Peter: Yes and some of the most ardent campaigners against this law are disabled people who say: If this had been legal ten years ago, I would have taken it and I would have missed the best ten years of my life. And people under the Oregon law who have attempted to commit suicide and haven't been successful, because sometimes it doesn't work, none of them then go back and do it again and I think that's very interesting. As you say, why is it that we have all these suicide-prevention strategies? As you say, we put fences up on bridges, we put people on suicide watch, we make it illegal to promote suicide over the internet, we're not allowed to report suicides in the newspapers in any detail in case there'll be copycat suicides. So we make all these efforts to stop suicide contagion, or copycat suicides, or promote it on the one hand and then we're legalising it on the other and we're doing it in a way that seems to devalue elderly, sick and disabled people. The idea that if you're elderly, sick or disabled and you're feeling suicidal or you want to end it all then you should be helped to do it, whereas if you're young and not with any medical condition, or perhaps if you've got a mental condition, then we should do everything to stop you - and I don't see the two situations as different at all.
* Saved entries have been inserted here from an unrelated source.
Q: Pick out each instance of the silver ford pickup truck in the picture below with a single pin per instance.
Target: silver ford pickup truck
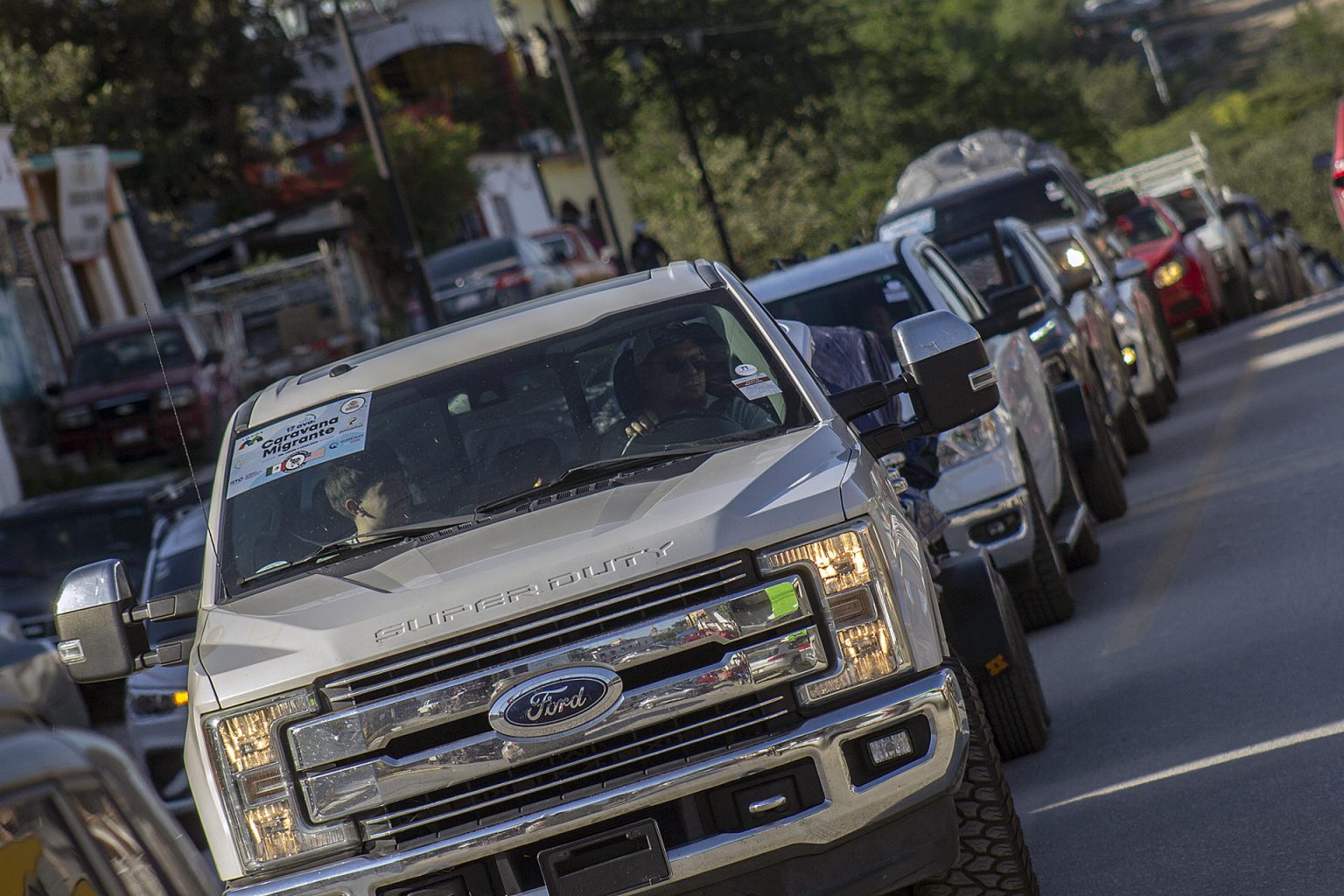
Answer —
(597, 594)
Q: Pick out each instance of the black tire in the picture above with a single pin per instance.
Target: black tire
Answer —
(1040, 589)
(1133, 430)
(992, 858)
(1013, 700)
(1101, 474)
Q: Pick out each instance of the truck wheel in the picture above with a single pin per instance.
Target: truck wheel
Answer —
(1013, 702)
(993, 858)
(1042, 589)
(1133, 430)
(1102, 477)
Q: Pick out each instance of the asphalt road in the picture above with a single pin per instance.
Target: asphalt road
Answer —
(1198, 739)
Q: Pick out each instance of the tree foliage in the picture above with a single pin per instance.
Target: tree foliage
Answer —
(176, 80)
(431, 158)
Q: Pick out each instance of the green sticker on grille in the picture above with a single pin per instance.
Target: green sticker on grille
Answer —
(784, 599)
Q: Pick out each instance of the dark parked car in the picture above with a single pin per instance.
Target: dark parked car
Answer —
(484, 274)
(117, 402)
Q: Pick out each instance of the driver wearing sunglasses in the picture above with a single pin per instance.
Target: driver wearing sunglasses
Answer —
(672, 368)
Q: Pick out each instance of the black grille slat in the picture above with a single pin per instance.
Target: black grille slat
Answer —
(541, 632)
(591, 768)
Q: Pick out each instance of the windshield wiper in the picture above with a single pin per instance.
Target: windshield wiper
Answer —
(594, 472)
(359, 543)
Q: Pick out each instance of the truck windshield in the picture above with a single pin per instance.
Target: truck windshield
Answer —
(1037, 198)
(444, 449)
(875, 301)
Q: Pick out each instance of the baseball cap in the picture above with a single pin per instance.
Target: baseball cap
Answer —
(660, 336)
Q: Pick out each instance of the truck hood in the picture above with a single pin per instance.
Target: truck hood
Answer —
(745, 497)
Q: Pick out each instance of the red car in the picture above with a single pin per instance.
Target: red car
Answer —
(1179, 265)
(117, 403)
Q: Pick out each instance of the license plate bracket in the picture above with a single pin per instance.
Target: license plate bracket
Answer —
(606, 864)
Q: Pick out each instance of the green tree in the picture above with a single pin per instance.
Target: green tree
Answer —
(176, 80)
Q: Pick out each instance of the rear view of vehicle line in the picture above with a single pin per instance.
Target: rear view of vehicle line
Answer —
(598, 594)
(1005, 480)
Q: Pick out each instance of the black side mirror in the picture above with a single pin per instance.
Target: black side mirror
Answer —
(948, 375)
(1074, 280)
(101, 632)
(1011, 309)
(1130, 268)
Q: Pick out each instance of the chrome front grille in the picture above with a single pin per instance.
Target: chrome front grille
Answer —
(707, 659)
(536, 633)
(588, 770)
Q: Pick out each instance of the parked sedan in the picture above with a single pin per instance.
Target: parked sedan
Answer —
(1179, 266)
(571, 248)
(117, 403)
(484, 274)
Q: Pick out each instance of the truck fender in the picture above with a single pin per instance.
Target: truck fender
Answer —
(1071, 404)
(973, 614)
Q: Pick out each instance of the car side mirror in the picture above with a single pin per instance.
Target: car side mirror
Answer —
(101, 630)
(947, 373)
(1074, 280)
(1130, 268)
(1011, 308)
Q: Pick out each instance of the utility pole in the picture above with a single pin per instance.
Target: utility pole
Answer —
(689, 130)
(1140, 37)
(559, 52)
(421, 308)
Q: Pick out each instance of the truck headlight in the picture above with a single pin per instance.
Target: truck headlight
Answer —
(848, 566)
(1168, 274)
(968, 441)
(74, 418)
(265, 818)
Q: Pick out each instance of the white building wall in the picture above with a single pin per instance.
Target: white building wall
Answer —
(416, 23)
(509, 195)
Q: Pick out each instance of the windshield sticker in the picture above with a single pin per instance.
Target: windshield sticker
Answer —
(756, 386)
(920, 222)
(323, 434)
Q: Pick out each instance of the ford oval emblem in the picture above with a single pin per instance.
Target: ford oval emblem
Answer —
(556, 702)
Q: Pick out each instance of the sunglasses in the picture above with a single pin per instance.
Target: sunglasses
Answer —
(697, 363)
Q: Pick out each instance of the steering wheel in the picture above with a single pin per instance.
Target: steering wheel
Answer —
(690, 424)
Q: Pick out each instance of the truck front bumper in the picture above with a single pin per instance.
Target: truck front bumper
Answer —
(819, 848)
(1002, 526)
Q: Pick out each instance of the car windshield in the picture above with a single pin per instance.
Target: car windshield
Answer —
(875, 301)
(1143, 225)
(466, 258)
(52, 546)
(1038, 198)
(1188, 206)
(558, 242)
(694, 373)
(983, 266)
(128, 355)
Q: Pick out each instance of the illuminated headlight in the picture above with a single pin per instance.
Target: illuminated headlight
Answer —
(1168, 274)
(1042, 332)
(265, 817)
(968, 441)
(74, 418)
(178, 396)
(860, 607)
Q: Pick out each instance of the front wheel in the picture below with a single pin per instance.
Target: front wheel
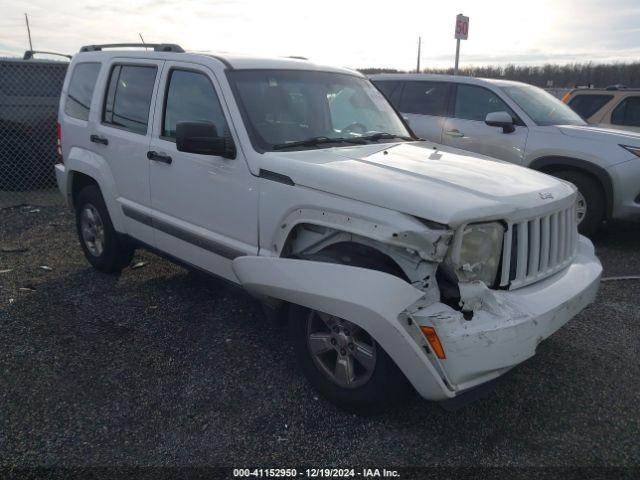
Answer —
(344, 363)
(100, 242)
(590, 205)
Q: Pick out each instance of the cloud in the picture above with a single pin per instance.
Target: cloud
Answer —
(350, 33)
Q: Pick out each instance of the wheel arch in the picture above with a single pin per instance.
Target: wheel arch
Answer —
(78, 181)
(551, 164)
(79, 178)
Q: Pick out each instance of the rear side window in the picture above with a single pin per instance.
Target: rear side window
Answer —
(474, 103)
(587, 105)
(80, 92)
(129, 97)
(426, 98)
(191, 98)
(627, 113)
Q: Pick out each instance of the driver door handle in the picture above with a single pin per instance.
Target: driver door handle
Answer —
(454, 133)
(159, 157)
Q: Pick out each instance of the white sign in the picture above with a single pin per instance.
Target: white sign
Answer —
(462, 27)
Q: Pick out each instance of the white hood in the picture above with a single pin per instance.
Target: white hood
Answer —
(445, 185)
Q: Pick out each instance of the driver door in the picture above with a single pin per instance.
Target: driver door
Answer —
(205, 207)
(467, 130)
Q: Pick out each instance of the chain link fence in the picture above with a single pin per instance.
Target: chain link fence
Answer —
(29, 95)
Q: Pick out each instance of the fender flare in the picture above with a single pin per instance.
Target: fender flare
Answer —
(95, 166)
(543, 163)
(373, 300)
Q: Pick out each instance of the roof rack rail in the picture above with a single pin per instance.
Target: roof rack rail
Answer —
(157, 47)
(28, 54)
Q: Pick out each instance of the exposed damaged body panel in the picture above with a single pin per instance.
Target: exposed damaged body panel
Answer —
(505, 329)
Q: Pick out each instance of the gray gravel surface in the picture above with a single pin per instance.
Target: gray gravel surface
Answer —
(161, 366)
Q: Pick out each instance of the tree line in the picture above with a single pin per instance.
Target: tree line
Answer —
(558, 76)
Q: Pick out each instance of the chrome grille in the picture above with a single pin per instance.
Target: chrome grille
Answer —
(538, 247)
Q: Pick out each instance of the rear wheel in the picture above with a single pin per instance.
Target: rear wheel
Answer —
(343, 361)
(590, 205)
(101, 244)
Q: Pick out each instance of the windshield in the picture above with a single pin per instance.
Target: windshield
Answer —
(313, 109)
(542, 107)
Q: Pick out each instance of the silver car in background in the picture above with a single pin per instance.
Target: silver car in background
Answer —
(523, 124)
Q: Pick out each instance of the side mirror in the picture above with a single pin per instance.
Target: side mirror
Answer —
(203, 138)
(500, 119)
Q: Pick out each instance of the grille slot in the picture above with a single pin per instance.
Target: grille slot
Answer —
(538, 247)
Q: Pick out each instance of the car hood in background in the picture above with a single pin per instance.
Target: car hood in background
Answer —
(448, 186)
(599, 134)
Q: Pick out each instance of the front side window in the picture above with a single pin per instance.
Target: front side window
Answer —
(586, 105)
(627, 113)
(287, 106)
(425, 98)
(129, 97)
(191, 98)
(474, 103)
(80, 92)
(542, 107)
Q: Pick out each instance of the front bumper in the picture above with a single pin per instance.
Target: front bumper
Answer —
(505, 330)
(507, 326)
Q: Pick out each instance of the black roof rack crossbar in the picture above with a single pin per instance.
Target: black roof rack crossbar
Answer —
(157, 47)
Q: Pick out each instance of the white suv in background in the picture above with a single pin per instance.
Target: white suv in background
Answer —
(393, 259)
(525, 125)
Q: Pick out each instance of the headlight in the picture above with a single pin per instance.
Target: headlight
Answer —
(480, 252)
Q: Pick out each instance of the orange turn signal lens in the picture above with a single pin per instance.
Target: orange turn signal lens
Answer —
(432, 337)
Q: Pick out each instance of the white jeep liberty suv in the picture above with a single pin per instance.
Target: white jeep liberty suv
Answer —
(398, 262)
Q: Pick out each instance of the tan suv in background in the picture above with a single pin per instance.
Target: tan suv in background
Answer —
(612, 107)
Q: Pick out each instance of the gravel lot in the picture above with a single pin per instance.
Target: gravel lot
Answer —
(162, 366)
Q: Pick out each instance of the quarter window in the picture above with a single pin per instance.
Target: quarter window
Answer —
(426, 98)
(587, 105)
(191, 97)
(627, 113)
(129, 97)
(474, 103)
(83, 81)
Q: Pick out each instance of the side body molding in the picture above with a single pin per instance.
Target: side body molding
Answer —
(371, 299)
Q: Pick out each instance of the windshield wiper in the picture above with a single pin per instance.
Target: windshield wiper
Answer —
(386, 136)
(313, 141)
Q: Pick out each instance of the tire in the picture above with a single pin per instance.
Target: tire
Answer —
(377, 383)
(102, 245)
(593, 196)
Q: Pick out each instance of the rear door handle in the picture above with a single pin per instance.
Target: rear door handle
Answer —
(454, 133)
(159, 157)
(99, 139)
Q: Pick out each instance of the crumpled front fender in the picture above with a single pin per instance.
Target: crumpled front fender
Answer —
(372, 300)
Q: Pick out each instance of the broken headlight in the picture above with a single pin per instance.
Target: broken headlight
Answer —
(480, 251)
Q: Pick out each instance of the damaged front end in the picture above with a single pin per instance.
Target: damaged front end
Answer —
(443, 315)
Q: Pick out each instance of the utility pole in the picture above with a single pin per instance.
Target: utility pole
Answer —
(28, 32)
(455, 68)
(461, 33)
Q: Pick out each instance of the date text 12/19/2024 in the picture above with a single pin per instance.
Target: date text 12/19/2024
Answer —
(315, 473)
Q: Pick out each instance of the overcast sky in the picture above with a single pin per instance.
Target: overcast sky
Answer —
(351, 33)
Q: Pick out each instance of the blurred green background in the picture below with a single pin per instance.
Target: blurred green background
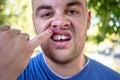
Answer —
(103, 41)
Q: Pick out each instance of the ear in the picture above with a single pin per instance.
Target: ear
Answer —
(88, 18)
(34, 25)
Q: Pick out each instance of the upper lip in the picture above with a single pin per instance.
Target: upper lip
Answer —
(60, 32)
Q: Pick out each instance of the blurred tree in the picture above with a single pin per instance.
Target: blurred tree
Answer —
(108, 13)
(2, 7)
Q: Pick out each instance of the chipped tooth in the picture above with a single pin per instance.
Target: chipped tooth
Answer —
(60, 37)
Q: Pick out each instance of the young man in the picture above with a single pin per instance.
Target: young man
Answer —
(62, 27)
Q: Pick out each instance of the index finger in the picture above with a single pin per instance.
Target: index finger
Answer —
(40, 38)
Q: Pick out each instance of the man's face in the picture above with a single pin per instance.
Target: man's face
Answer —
(69, 21)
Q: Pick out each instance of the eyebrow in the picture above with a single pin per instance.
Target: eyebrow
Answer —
(73, 3)
(43, 7)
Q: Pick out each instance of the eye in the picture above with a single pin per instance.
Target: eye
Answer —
(72, 12)
(46, 15)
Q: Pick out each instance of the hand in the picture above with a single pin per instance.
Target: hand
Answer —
(16, 50)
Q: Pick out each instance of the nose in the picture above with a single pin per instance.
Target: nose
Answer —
(60, 22)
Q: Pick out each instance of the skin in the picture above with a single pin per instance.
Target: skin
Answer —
(16, 50)
(64, 59)
(67, 16)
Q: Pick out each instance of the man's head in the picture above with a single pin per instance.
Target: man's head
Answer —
(69, 20)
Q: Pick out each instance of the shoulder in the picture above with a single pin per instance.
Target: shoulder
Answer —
(33, 67)
(103, 70)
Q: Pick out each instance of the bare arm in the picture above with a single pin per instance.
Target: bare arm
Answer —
(16, 50)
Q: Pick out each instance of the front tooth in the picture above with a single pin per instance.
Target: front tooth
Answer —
(63, 37)
(57, 37)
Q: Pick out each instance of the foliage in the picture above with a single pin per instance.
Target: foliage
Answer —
(108, 12)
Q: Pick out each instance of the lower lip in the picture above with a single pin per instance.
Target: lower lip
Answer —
(60, 44)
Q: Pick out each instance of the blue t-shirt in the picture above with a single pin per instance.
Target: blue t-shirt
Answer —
(37, 69)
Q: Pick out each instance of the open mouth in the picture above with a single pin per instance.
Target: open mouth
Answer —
(58, 37)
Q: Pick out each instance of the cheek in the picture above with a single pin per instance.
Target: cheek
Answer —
(41, 25)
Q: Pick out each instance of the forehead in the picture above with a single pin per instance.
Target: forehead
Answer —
(55, 3)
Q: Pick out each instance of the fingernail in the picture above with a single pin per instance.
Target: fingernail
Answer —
(50, 30)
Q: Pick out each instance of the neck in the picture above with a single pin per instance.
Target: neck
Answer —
(67, 70)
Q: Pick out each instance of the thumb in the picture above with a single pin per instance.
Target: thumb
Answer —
(40, 38)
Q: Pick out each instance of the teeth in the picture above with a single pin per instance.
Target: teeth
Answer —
(60, 37)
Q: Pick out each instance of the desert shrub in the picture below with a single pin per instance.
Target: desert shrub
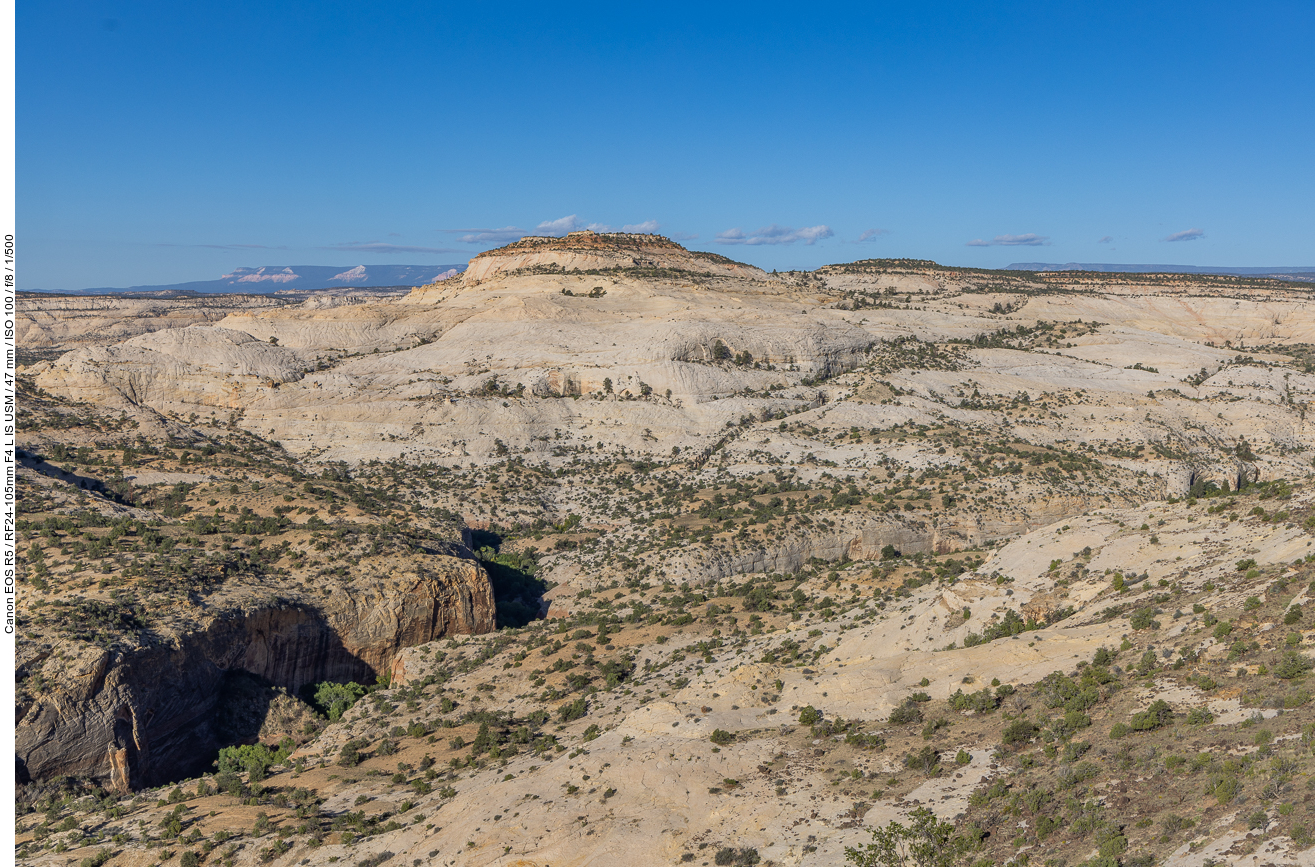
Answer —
(926, 842)
(906, 713)
(927, 759)
(350, 754)
(865, 741)
(1293, 665)
(980, 701)
(334, 699)
(1224, 787)
(1153, 717)
(572, 711)
(1018, 733)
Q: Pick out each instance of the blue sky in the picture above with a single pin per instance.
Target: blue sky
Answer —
(161, 142)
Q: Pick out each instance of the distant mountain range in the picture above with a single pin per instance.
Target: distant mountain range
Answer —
(1278, 272)
(275, 278)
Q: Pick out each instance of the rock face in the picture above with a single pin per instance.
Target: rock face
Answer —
(145, 716)
(592, 251)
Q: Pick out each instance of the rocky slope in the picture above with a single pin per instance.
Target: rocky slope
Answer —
(810, 546)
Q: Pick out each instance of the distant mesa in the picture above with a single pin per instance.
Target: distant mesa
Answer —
(303, 278)
(1284, 272)
(591, 250)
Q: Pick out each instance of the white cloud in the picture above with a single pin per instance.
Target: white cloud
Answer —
(775, 234)
(491, 236)
(560, 225)
(375, 246)
(1013, 241)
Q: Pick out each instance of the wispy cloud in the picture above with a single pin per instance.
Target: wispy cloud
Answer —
(1013, 241)
(221, 246)
(555, 228)
(489, 236)
(378, 246)
(560, 225)
(775, 234)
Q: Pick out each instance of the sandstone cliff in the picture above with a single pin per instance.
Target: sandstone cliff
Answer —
(147, 715)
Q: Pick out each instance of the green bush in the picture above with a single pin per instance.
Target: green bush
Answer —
(1019, 732)
(1224, 788)
(1142, 619)
(334, 699)
(1291, 666)
(1153, 717)
(572, 711)
(906, 713)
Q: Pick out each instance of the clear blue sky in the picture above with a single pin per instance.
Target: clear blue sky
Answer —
(161, 142)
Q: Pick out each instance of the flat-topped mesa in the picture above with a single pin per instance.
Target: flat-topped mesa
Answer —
(601, 250)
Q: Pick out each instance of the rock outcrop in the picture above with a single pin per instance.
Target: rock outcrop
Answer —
(147, 715)
(589, 250)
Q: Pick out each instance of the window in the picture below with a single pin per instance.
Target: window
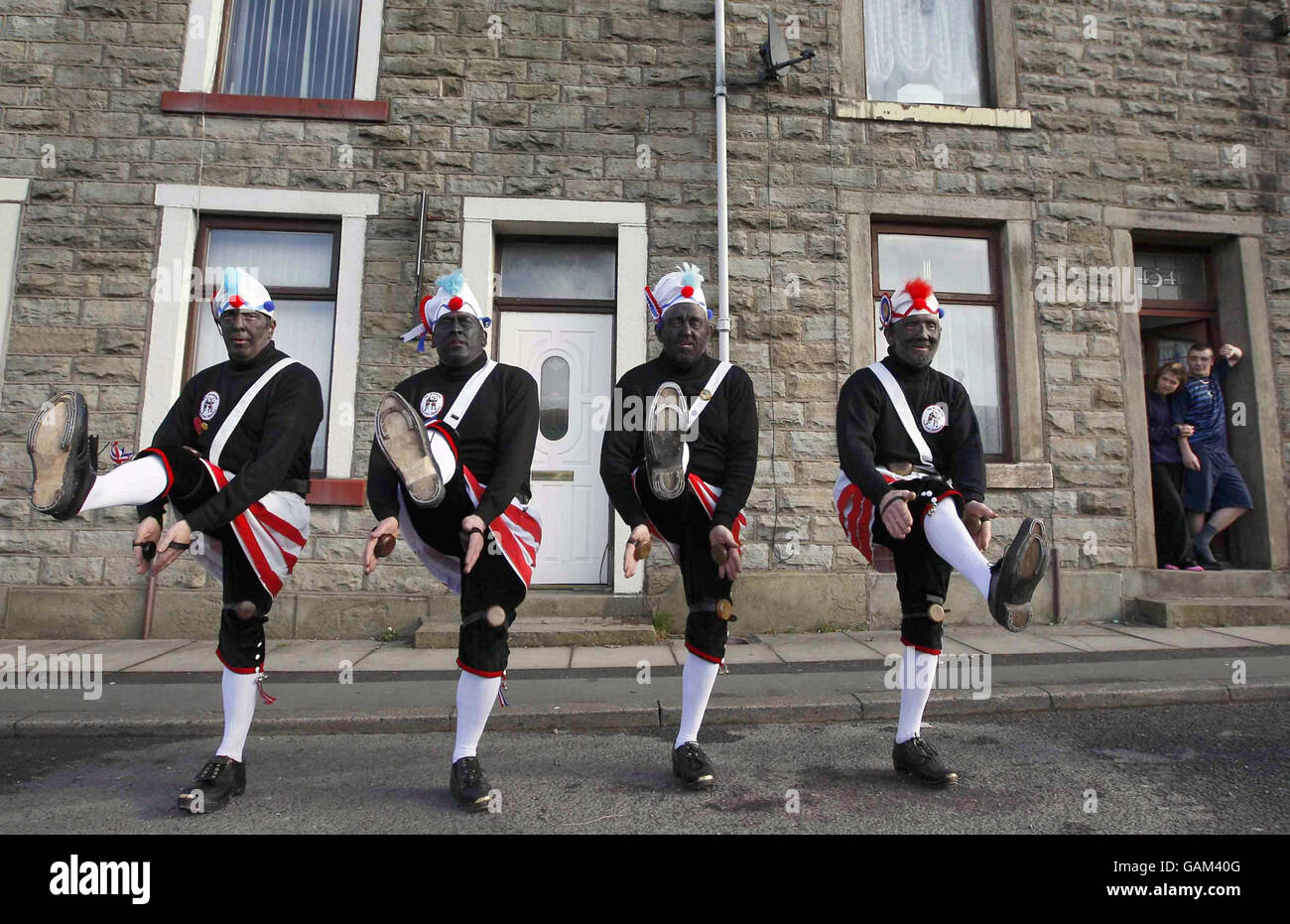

I think if a person wants to end their life, then the natural human response, the proper compassionate response, is to ask: What is it that's making them want to end their life and can we do something to change that situation? If it's pain or a sense of worthlessness or meaninglessness or a broken relationship or something, that we should be attempting to fix the problem that's causing them to feel suicidal - and that we should be doing that right across the board and not giving all these mixed messages about its ok for disabled people to kill themselves but not for young people wanting to jump off bridges.